I have recount2 data from breast TCGA RNA-seq. The recount2 data file IDs are TCGA legacy UUIDs. Upon converting these legacy UUIDs to harmonized UUIDs, there are 5 duplicate aliquot UUIDs and aliquot barcodes (after exclusion of FFPE samples).
legacy UUID > harmonized aliquot UUID > aliquot barcode
These 5 duplicate harmonized UUIDs have different FASTQ files and count data from the legacy archive. Does anybody have any recommendations on how to handle these, and why the same aliquot may have been analyzed twice?
It is difficult to know without speaking to the people who were actually involved in sequencing this particular patient's samples, which was performed at UNC, I can see. The likelihood is that they simply had money to spend toward the end of the project and decided to sequence whatever else they could. Many (or all?) funding bodies prefer you to spend all of the money that they have invested in you.

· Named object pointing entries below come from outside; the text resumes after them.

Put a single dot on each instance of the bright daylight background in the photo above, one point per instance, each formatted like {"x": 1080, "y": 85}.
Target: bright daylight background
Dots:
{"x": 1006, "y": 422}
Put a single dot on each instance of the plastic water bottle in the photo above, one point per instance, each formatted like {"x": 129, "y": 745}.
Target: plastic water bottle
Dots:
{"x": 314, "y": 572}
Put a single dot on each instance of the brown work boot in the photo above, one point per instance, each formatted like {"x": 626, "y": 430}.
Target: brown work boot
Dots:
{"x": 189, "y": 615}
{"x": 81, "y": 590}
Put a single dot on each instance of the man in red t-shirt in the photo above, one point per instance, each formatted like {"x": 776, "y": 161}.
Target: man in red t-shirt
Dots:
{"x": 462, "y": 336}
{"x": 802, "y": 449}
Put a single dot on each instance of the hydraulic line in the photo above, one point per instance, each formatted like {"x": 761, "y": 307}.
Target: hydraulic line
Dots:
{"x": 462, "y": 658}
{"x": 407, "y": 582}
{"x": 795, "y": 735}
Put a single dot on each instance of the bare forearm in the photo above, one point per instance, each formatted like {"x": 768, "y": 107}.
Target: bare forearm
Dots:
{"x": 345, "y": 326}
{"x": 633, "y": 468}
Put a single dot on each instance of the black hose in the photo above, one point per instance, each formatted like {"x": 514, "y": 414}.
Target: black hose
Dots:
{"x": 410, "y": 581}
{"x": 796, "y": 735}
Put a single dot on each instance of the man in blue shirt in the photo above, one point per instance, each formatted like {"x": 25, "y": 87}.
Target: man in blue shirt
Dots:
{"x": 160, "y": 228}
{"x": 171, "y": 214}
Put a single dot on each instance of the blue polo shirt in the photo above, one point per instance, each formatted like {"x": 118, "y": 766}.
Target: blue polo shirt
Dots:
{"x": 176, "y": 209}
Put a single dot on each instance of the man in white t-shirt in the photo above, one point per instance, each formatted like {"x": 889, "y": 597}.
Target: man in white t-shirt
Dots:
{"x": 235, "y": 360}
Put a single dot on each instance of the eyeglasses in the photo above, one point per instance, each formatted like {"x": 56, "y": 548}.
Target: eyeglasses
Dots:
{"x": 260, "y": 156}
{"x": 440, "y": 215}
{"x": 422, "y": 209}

My preference would be to include them all in your analysis and check what happens when you, for example, perform PCA and generate a bi-plot. If they all line-up on top of each other in the plot space, then you can justify keeping one or all of them. If they do not group together, then there is an issue.
There are many cases like this in the TCGA. Most just involve 'executive' decisions by you as the analyst as you work through everything (and obviously you should make note of it).